Kelompok nelayan di Pangandaran meminta agar penangkapan benih baby lobster (BBL) di perairan kembali dilegalkan pemerintah daerah. Pasalnya, saat ini nelayan tengah terdesak imbas paceklik hasil tangkapan laut.
Salah seorang nelayan dari Pantai Bojong Salawe, Kusin, menuntut agar Pemkab Pangandaran melegalkan penangkapan BBL. Namun, penjualannya melalui tempat pelelangan ikan (TPI) untuk menyelamatkan koperasi unit desa (KUD) yang terancam bangkrut gara-gara paceklik.
"Kita ingin produksinya masuk TPI dan masuk KUD. Saat ini KUD hampir bangkrut karena saat ini nelayan sedang mengalami paceklik hasil laut, karena paceklik kesulitan ikan," kata Kusin kepada detikJabar setelah audiensi dengan Bupati Pangandaran di KUD Bojes, Kecamatan Parigi, Kamis (12/5/2022).
SCROLL TO CONTINUE WITH CONTENT
Kusin mengatakan, meskipun ada larangan, nelayan akan tetap nekat menangkap BBL meski sadar dengan ancaman yang mungkin menghampiri, pasalnya dapur di rumah harus tetap mengebul.
"Daripada kita kelaparan tidak makan dan tidak dapat uang.

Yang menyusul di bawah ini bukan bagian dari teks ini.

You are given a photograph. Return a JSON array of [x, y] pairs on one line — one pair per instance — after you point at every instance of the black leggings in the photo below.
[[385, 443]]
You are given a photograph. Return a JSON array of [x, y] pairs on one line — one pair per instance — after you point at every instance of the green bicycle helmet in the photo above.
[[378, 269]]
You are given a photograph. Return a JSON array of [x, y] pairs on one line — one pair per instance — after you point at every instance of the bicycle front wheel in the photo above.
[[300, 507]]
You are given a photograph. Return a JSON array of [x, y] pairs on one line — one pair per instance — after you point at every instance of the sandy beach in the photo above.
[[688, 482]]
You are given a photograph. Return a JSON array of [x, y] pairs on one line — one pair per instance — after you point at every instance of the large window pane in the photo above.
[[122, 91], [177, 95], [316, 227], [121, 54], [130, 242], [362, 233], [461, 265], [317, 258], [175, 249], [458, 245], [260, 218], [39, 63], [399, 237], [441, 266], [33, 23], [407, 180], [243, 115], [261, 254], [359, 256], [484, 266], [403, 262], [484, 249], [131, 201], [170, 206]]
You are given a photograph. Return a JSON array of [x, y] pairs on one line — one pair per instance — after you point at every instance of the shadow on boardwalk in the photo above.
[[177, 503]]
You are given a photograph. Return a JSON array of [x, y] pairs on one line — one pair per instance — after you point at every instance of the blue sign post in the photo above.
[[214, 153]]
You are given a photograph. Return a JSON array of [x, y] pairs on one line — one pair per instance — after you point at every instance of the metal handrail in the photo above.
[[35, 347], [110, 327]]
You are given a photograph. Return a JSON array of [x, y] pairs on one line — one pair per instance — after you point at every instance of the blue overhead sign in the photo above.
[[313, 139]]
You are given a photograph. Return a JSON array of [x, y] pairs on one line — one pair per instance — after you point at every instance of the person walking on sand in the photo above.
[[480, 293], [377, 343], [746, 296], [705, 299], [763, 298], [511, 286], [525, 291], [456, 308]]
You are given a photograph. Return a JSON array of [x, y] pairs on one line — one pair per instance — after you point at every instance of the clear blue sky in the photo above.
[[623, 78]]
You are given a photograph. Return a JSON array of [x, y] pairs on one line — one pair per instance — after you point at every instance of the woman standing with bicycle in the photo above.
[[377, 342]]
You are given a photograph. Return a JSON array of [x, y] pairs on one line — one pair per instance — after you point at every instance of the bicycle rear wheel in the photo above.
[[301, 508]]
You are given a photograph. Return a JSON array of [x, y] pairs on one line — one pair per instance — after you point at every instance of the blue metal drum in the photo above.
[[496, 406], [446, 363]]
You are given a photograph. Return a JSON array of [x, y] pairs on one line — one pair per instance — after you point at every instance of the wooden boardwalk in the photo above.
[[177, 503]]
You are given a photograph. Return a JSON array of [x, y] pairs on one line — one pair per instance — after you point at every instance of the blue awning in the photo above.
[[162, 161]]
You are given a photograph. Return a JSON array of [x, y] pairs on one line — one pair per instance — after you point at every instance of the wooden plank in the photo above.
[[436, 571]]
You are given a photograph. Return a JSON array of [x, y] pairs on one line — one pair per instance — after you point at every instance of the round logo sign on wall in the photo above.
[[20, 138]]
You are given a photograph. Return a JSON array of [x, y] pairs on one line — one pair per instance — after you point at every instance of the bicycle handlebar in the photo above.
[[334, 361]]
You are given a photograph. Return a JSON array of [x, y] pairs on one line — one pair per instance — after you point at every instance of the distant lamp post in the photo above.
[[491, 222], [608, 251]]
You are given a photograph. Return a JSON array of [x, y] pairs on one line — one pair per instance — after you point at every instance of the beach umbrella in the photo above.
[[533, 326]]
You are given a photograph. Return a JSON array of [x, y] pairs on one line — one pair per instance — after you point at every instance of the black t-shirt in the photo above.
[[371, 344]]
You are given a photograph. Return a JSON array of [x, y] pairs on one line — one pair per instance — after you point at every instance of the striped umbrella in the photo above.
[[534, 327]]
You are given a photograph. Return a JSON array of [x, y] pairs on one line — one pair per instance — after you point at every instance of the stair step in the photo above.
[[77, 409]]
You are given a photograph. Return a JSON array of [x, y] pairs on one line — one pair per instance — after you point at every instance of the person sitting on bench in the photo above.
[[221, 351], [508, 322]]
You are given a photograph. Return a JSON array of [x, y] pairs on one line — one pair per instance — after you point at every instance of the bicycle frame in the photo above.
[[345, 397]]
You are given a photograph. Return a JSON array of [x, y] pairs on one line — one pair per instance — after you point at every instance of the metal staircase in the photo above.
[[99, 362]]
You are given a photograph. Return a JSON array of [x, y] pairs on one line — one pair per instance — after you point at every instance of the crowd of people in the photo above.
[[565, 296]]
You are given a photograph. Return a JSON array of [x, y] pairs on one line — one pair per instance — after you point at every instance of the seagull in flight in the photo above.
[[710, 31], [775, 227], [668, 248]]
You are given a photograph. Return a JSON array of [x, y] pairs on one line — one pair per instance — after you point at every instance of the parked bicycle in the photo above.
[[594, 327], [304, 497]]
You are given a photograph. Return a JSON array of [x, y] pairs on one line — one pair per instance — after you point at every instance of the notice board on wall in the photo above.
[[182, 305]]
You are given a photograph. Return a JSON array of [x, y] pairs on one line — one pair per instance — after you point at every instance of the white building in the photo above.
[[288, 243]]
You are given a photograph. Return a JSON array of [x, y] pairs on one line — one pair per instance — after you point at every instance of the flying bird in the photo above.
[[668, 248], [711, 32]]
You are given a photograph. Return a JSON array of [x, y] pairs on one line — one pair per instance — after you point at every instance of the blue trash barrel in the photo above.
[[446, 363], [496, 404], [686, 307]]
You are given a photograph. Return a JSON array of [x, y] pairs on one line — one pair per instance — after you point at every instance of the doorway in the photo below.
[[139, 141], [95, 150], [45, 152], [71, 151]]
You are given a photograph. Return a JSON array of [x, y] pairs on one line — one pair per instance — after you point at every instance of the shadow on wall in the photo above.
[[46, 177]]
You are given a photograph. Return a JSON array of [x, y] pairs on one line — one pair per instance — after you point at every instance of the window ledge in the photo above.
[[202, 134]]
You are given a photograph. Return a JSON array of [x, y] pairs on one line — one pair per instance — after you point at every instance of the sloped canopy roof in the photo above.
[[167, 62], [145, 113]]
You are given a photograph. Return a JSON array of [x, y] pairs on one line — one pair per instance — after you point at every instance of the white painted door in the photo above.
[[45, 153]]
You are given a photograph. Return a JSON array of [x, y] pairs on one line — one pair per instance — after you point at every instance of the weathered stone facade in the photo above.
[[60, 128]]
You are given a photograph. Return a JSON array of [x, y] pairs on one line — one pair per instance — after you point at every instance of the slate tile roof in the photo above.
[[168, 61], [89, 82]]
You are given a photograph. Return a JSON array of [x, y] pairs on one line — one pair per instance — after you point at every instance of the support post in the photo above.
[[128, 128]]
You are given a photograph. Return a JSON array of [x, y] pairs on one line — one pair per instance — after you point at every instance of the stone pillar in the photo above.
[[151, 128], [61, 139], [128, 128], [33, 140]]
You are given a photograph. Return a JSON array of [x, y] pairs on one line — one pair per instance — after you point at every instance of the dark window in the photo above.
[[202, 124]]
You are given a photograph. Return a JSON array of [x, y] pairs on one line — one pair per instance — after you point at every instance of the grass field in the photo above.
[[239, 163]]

Maka akhirnya para nelayan pasti akan kucing-kucingan dengan petugas," ucapnya.
Ia membandingkan peraturan menangkap BBL ini dengan daerah berpesisir lainnya di Jabar, seperti Garut dan Tasikmalaya. Ia menyebut, hanya Pangandaran yang aturan menangkap BBL-nya sangat ketat.
"Hanya Pangandaran yang seperti ini, Garut dan Tasik bisa-bisa aja. Mereka legal menangkap BBL," kata Kusin.
Kusin mengatakan, setiap kali menangkap BBL, nelayan bisa mendapatkan 100 sampai 200 ekor BBL. Dengan harga Rp 5.000- Rp10.000. "Kan itu lumayan, di tengah-tengah kita paceklik," ucapnya.
Dari pantauan detikJabar, audiensi nelayan se-Pangandaran di aula KUD Bojes diwarnai dengan sorak para nelayan yang menolak aturan larangan penangkapan BBL.
Kepala Dinas Kelautan, Perikanan dan Ketahanan Pangan Kabupaten Pangandaran (DKPKP), Dedi Surachman mengatakan, pihaknya akan menampung usulan para nelayan. "Permintaan nelayan untuk menghadirkan Bupati Jeje kami penuhi, mereka menerima setelah dijelaskan soal solusi dan peraturannya," kata Dedi.
"Tapi kita melihat di Peraturan Kementerian Nomor 17 Tahun 2021 menangkap baby lobster hanya untuk pembudidaya saja. Sementara kegiatan budidaya lobster di Pangandaran tidak ada. Bagaimana kita mau membuat ketentuan yang mengarah ke legalisasi penangkapan lobster, sementara yang menampung BBL nya juga tidak ada," ujar Dedi.
Dedi mengatakan, menangkap BBL secara serampangan tanpa ada upaya budidaya malah mengancam kelangsungan ekosistem laut. Alih-alih dapat keuntungan, dalam jangka panjang penangkapan BBL secara membabi buta bisa membuat tangkapan ikan atau cumi melangka, karena BBL masuk dalam rantai makanan di sana.
"Tetaplah mencari ikan, kalau pun paceklik, tapi kan tidak terus-terusan. Sampai bulan Agustus sudah selesai. Kami juga akan menindak nelayan dari luar wilayah Pangandaran yang menangkap BBL di perairan Pangandaran. Karena meskipun suatu daerah legalkan baby lobster, itu sangat sulit karena perlu ada syarat dan ketentuan izin dari provinsi berdasarkan rekomendasi dari pemkab," katanya.